## Sunday, 29 November 2009

### LED Current Calculation

At first glance, the calculation of current to an LED seems simple – you need a resistor to limit the current flow to the LED so it doesn’t draw to much and burn out.

But what value of resistor do you need, and how do you work that out?

It turns out the answer gets quite complicated, mainly due to the forward voltage (Vf) property of an LED. Forward voltage, voltage drop, or Vf, indicates the voltage that the LED reduces the circuit voltage by when current is flowing through it. The value of Vf varies according to the current and the colour and quality of the LED. As a rough guide:

 Red 1.7Vf Green 2.2Vf Yellow 2.1Vf Blue 4.5Vf White 3.4Vf

So what does that mean? Well basically it means that having an LED in your circuit will reduce the voltage in the circuit by the amounts shown above.

All of the voltages in the circuit are relative to the source voltage (Vs).

So if I have a 6V lantern battery (6Vs) and I hook up a green LED to it, suddenly there’s only 3.8V flowing through the rest of the components in the circuit.

To prevent the LED from burning out, you need to limit the amount of current that flows through it, usually to a maximum of between 20 and 30 milliamps (mA). The way you do that is by using a current-limiting resistor.

To calculate the required resistor value, you need a new voltage measurement: Vs –Vf, or Vresistor. Vs-Vf is the amount of voltage flowing through the ‘other components in the circuit’, namely the current-limiting resistor being used to restrict current flow through the LED and prevent damage occurring to it or the rest of the circuit.

LEDs are pretty flexible and they will happily light up with 5mA or even less. With smaller currents they will not be at their brightest and it will be much nicer to see them shining away with their maximum of 20mA or 30mA.

So as an example, lets say I have a red LED rated at a maximum 30mA and I want to light it up as brightly as possible with the full 30mA current supply. How would I calculate the resistor values required? To do that you need to go back to Ohm’s law and apply a bit of theory. Ohm’s law states that current is equal to voltage divided by resistance:

I = V/R

or in this case I = Vs-Vf / R

Lets take our 6V lantern battery and a red LED to start with. In the chart above the red LED’s Vf is shown as 1.7 volts. These values are all entirely hypothetical at this point - in reality the LED’s Vf will vary and the battery will not produce a stable 6V. We’re going to start needing some real numbers soon, but as a place to start let’s calculate the resistor you’d need using the chart values and the lantern battery’s theoretical 6V as a voltage source (Vs):

30mA = (6Vs – 1.7Vf) / R

so 0.03A = 4.3V / R

so R = 4.3 / 0.03

so R = 143.3333333333333

so R = 143 ohms

To get started calculating the actual resistor required, you first need to get a more accurate measure of the LEDs real forward voltage drop (Vf). The easiest way to do that is to take a battery and a resistor, hook up the LED and measure it with a multimeter.

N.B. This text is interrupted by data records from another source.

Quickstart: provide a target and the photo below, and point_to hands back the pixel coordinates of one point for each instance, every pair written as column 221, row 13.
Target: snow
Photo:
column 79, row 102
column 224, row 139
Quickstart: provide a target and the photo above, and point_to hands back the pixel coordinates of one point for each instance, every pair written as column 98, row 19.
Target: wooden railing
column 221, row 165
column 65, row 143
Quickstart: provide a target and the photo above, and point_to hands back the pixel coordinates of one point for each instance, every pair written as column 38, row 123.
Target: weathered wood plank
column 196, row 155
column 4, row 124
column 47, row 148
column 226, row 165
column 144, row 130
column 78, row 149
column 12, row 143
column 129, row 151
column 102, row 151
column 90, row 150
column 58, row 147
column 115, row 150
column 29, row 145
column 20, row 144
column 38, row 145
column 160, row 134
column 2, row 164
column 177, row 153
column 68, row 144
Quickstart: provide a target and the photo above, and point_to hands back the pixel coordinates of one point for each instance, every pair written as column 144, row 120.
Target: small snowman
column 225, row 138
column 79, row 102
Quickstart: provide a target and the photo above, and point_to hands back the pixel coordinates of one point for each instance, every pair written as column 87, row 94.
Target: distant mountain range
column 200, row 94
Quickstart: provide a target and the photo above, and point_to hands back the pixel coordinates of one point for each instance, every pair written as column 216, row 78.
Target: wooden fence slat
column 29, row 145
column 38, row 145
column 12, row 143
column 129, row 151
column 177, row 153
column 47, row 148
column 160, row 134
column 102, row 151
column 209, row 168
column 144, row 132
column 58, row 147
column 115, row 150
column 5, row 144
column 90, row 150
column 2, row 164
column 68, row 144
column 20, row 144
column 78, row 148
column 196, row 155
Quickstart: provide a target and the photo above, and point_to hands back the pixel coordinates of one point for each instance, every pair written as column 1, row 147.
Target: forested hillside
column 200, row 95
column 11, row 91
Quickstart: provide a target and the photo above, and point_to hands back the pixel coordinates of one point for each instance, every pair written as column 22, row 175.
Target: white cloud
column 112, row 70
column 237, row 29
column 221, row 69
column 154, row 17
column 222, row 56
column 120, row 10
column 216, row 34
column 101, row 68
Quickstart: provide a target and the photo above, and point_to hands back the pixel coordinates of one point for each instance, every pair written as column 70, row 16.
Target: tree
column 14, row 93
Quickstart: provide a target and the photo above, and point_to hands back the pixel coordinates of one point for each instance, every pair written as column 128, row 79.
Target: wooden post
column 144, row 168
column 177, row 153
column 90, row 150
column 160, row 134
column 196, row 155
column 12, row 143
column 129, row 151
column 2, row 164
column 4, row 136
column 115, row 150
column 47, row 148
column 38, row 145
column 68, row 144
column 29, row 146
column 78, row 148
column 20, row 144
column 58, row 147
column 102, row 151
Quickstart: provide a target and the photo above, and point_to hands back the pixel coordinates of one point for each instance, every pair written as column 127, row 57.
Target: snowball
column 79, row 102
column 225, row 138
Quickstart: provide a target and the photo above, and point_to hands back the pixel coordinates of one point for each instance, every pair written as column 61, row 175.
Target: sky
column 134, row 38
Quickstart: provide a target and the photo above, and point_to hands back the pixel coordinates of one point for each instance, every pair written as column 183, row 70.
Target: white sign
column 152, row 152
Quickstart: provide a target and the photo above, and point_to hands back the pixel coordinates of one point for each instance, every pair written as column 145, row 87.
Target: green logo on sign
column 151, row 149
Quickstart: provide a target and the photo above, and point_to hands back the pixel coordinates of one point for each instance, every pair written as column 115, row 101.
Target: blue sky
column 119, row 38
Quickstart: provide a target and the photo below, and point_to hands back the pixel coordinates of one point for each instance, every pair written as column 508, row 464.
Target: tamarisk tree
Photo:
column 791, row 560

The resistor value calculated with the theoretical values should be close enough that nothing will be damaged by using it to test the actual values. Different colour LEDs will vary their voltage characteristics based on the current passing through them so you’ll get inaccurate readings if you supply a different current in your tests. In this case I calculated 143 ohms, which I’ve added to the circuit using a 100 ohm and a 43 ohm resistor in series:

Gator clips are your friend when working with a lantern battery, so that’s how I’m hooking up my LED to test. If you had a 9V battery you’d be better off with a breadboard and a nine-volt battery connector.

Here are the measurements I’ve taken with the multimeter on this circuit:

So the actual voltage of the source was wrong in theory and so was the forward voltage of the LED. If you’d used the theoretical calculated 143 ohms you would have been way off, supplying a mere 26.5mA to your LED and how dull that would be :). A much more accurate calculation can now be made with the real values:

R = Vs-Vf/I

so R = 6.34-2.54 / 0.03

so R = 3.8 / 0.03

so R = 126.6 ohms

so R = 127 ohms

That works out quite nicely because I happen to have a 100 ohm and a 27 ohm resistor in my kit here, so connected in series I can create a 127 ohm resistor. Here’s the LED now fulfilling its potential and shining away with a clear 30mA flowing through it:

I’m still blinking and seeing little LEDs from the image burned into my retina from looking it straight in the eye. A new moon has appeared on the ceiling, an angry red moon. In other words, the thing is on and it’s bright. It is also nice and cool and has remained cool for a few minutes. It should remain cool as it is within its operating parameters. I think I’ll leave it on all day and test that theory (and the staying power of the lantern battery).